I’d like to address the last two income sources; pensions, and social security. Each of these incomes involves a large amount of your time and effort before you can be assured of a steady source of money being deposited in your bank account at retirement age. You might work for a company for 20-30 years before they begin paying you a steady income when you leave their employment. Social security benefits are based on your highest 35 years of income, and you’re not eligible unless you’ve paid into the system for a minimum of 10 years and have reached the age of 62 (full retirement age depends on your year of birth—65 to 67 years of age). They both require a large outlay of time and effort on your part during your younger years before enjoying any benefits during your golden years.
The other methods of acquiring passive income might be less demanding, but they all require work on your part. To my knowledge there is not a source of passive income that does not require some amount of effort from you. Your goal is to have money coming in without the demands of hours upon hours of work on your part. My goal has always been to achieve a set amount of income by working only 20 hours a week (I shoot for 4 hours a day, 5 days a week, but sometimes fall short). That leaves me ample time to pursue things I enjoy doing; off-roading, hiking, reading, talking to rocks, or even watching the grass grow. I feel useful, in that I accomplish something everyday, and am still able to do the things I want. It provides some sort of routine to my life.
Initially, you might have to work at setting up your passive income stream while working a traditional 40 hour a week job. It might take a year or more to achieve what you set out to do. Some people work at it 5-10 years before they are able to enjoy the fruits of their labor. Just know that you will have to put effort into your venture.
Let me finish up with three points that are vital to the success of your plan:
You’ve got to love what you do. You cannot expect success unless you are doing something your really like doing. If you’re in it for just the money, do not expect the money to come to you. Whatever you do, it has to be enjoyable, and helping someone else along the way adds to your enjoyment.

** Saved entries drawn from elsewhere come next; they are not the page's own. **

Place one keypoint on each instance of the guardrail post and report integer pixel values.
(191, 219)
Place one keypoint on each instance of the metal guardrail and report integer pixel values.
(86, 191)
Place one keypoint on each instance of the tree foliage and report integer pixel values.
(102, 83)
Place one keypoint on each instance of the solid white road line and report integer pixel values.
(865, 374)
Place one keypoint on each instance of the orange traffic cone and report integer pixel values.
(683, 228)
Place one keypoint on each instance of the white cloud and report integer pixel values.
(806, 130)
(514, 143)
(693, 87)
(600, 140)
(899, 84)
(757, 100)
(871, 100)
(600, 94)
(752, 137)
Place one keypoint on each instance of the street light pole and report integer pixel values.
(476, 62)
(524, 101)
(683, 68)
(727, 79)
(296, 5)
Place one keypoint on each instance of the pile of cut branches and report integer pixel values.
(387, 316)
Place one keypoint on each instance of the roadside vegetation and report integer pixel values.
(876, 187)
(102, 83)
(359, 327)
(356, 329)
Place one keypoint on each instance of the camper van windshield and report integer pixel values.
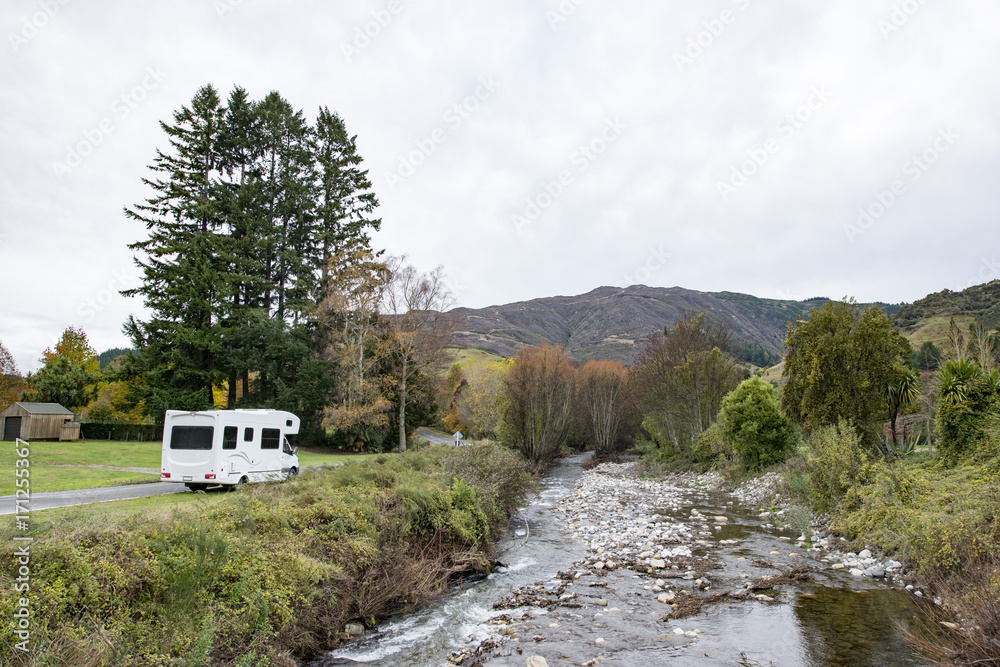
(191, 437)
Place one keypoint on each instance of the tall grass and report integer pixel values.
(270, 574)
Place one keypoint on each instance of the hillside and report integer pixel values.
(612, 323)
(928, 319)
(981, 301)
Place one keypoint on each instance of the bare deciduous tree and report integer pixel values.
(414, 303)
(603, 391)
(539, 401)
(355, 289)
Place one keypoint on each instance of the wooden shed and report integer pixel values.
(38, 421)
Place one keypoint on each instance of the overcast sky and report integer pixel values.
(533, 148)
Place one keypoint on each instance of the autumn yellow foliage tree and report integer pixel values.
(481, 402)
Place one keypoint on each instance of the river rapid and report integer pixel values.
(603, 568)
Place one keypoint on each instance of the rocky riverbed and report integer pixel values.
(679, 571)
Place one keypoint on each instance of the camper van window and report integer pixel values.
(191, 437)
(270, 438)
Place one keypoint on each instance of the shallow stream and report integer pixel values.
(596, 617)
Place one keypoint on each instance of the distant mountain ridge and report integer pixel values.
(613, 323)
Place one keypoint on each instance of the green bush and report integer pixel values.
(968, 399)
(838, 465)
(752, 422)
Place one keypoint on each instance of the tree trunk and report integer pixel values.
(402, 409)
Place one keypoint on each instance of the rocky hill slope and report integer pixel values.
(612, 323)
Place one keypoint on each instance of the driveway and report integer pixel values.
(50, 499)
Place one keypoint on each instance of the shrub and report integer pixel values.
(968, 397)
(838, 465)
(751, 421)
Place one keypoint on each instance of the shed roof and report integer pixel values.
(45, 409)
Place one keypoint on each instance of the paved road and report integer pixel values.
(50, 499)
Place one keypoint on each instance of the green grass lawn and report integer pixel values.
(61, 466)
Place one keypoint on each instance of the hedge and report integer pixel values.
(130, 432)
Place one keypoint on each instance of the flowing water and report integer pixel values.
(830, 618)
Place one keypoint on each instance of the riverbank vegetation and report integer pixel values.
(270, 574)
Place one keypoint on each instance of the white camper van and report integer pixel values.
(228, 447)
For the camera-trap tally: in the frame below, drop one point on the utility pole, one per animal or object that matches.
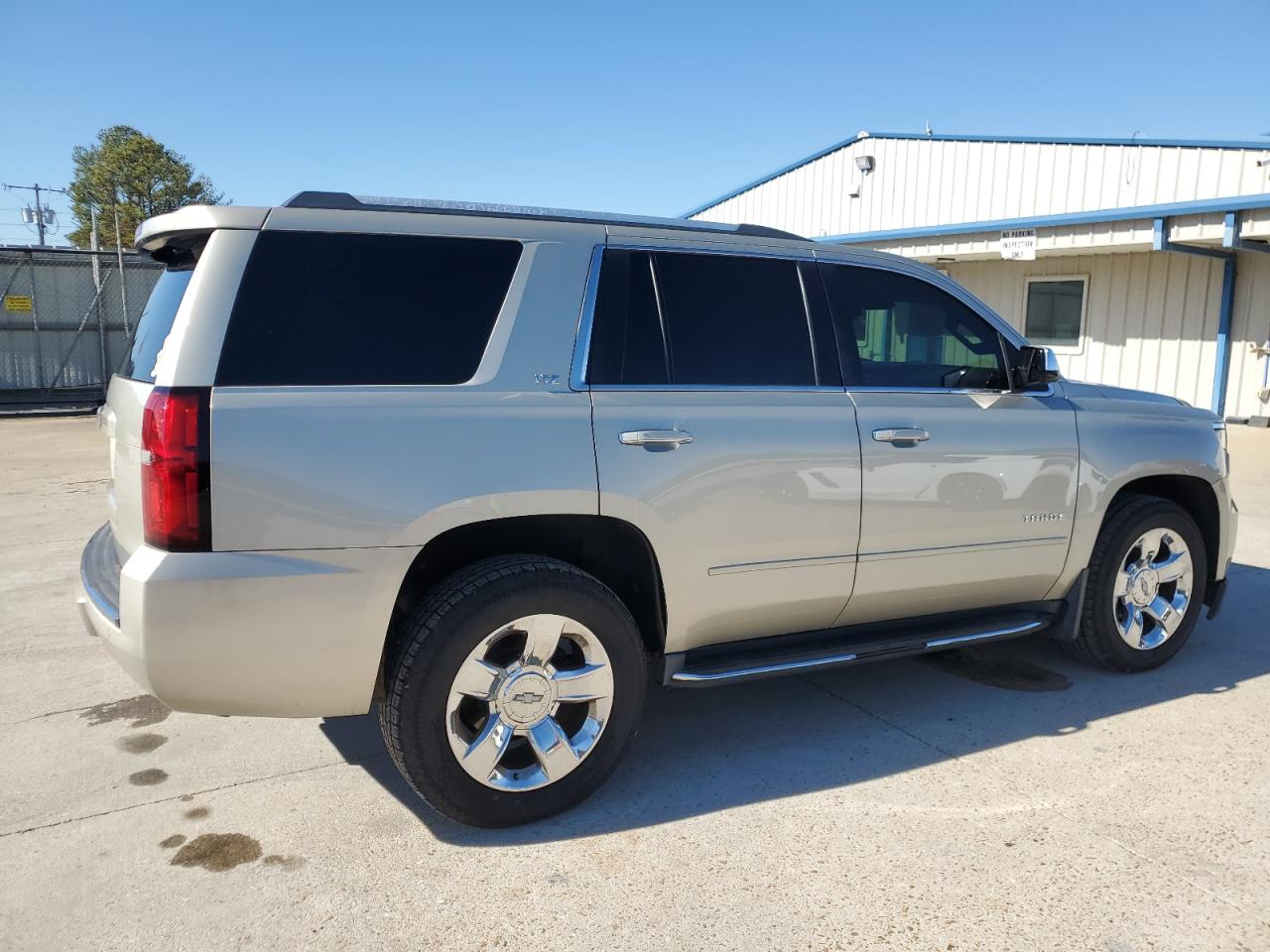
(40, 209)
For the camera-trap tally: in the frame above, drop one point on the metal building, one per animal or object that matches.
(1141, 262)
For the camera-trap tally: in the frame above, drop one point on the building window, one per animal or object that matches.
(1056, 311)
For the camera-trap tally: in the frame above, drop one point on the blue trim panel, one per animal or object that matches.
(952, 137)
(1044, 221)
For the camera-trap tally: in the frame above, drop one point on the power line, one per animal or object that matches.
(41, 221)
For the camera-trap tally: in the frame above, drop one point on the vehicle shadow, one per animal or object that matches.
(705, 751)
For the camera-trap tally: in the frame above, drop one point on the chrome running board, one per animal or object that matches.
(810, 652)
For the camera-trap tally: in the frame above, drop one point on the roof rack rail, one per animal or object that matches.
(343, 200)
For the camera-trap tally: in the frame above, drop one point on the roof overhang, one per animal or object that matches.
(969, 137)
(1218, 222)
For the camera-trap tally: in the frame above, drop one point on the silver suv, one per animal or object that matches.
(489, 467)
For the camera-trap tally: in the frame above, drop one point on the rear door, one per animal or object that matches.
(969, 490)
(724, 433)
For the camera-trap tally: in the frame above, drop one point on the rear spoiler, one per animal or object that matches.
(154, 234)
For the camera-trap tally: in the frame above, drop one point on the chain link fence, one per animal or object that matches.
(67, 321)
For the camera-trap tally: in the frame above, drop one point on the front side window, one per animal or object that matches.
(1055, 311)
(699, 320)
(896, 330)
(326, 309)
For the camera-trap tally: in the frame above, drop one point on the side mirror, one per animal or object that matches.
(1038, 368)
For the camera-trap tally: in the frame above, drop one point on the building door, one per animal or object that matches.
(968, 489)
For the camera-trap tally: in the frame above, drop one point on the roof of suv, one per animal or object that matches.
(198, 217)
(341, 200)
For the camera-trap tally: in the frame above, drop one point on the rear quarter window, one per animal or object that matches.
(326, 309)
(154, 326)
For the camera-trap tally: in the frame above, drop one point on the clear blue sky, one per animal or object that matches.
(636, 107)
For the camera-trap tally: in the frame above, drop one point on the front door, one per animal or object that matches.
(724, 433)
(968, 489)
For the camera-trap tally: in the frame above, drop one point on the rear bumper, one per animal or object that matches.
(268, 634)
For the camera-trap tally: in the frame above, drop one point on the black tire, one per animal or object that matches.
(1098, 640)
(437, 638)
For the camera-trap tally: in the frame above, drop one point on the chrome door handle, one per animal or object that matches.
(654, 438)
(901, 434)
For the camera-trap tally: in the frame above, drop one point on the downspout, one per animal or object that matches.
(1225, 311)
(1222, 372)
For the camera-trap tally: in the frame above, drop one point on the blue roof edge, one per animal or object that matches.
(1233, 203)
(956, 137)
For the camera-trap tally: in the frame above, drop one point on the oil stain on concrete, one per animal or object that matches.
(284, 862)
(148, 778)
(997, 670)
(144, 711)
(217, 852)
(141, 743)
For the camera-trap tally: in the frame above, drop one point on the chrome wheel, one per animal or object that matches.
(530, 702)
(1152, 589)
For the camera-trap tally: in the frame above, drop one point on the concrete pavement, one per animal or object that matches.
(996, 798)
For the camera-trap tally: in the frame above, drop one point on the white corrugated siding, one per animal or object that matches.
(1150, 324)
(1250, 325)
(937, 181)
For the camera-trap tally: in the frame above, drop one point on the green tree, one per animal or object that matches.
(128, 173)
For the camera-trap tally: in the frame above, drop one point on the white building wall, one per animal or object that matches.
(925, 181)
(1150, 322)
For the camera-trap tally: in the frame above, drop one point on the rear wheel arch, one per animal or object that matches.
(611, 549)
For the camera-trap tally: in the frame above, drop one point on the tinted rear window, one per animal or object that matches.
(324, 309)
(699, 320)
(155, 324)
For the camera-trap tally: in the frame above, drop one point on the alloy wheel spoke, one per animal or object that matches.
(1130, 629)
(1151, 543)
(489, 747)
(1174, 566)
(585, 683)
(1165, 613)
(553, 749)
(543, 635)
(476, 678)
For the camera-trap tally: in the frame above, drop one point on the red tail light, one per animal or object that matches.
(176, 472)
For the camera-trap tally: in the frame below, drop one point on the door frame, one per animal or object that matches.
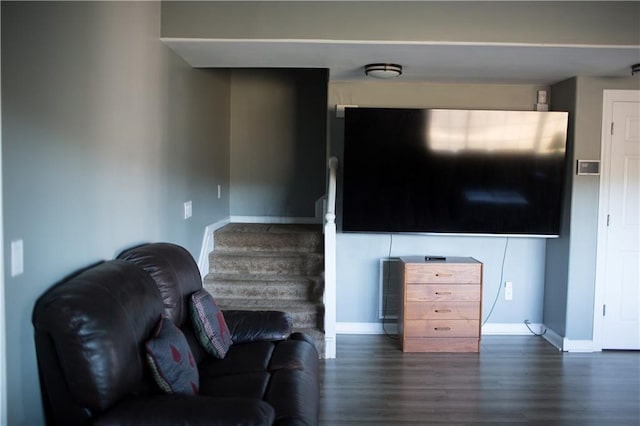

Expect to put in some serious time to succeed. If you are not willing to work towards your goal, then do not expect to reach that goal. It will not come to you. It should be something you really want, and are willing to sacrifice to achieve. As everything else in life, work and sacrifice on your part will lead to your ultimate success.
You can never just quit and expect the money to roll in. It’s not going to happen. Just like a pension plan and social security, you’ve got to put in some amount of work on a regular basis. It might be 5-10 hours a month or 20 hours a week, but you have to make a commitment and stick to it. However much time it will take, just know that in order to succeed it will require a continuing commitment on your part.
In short, if you want to acquire any amount of passive income, regardless of the dollar figure you hope to achieve, you must love what you do, work at it, and never quit. You know you want it, so go get it.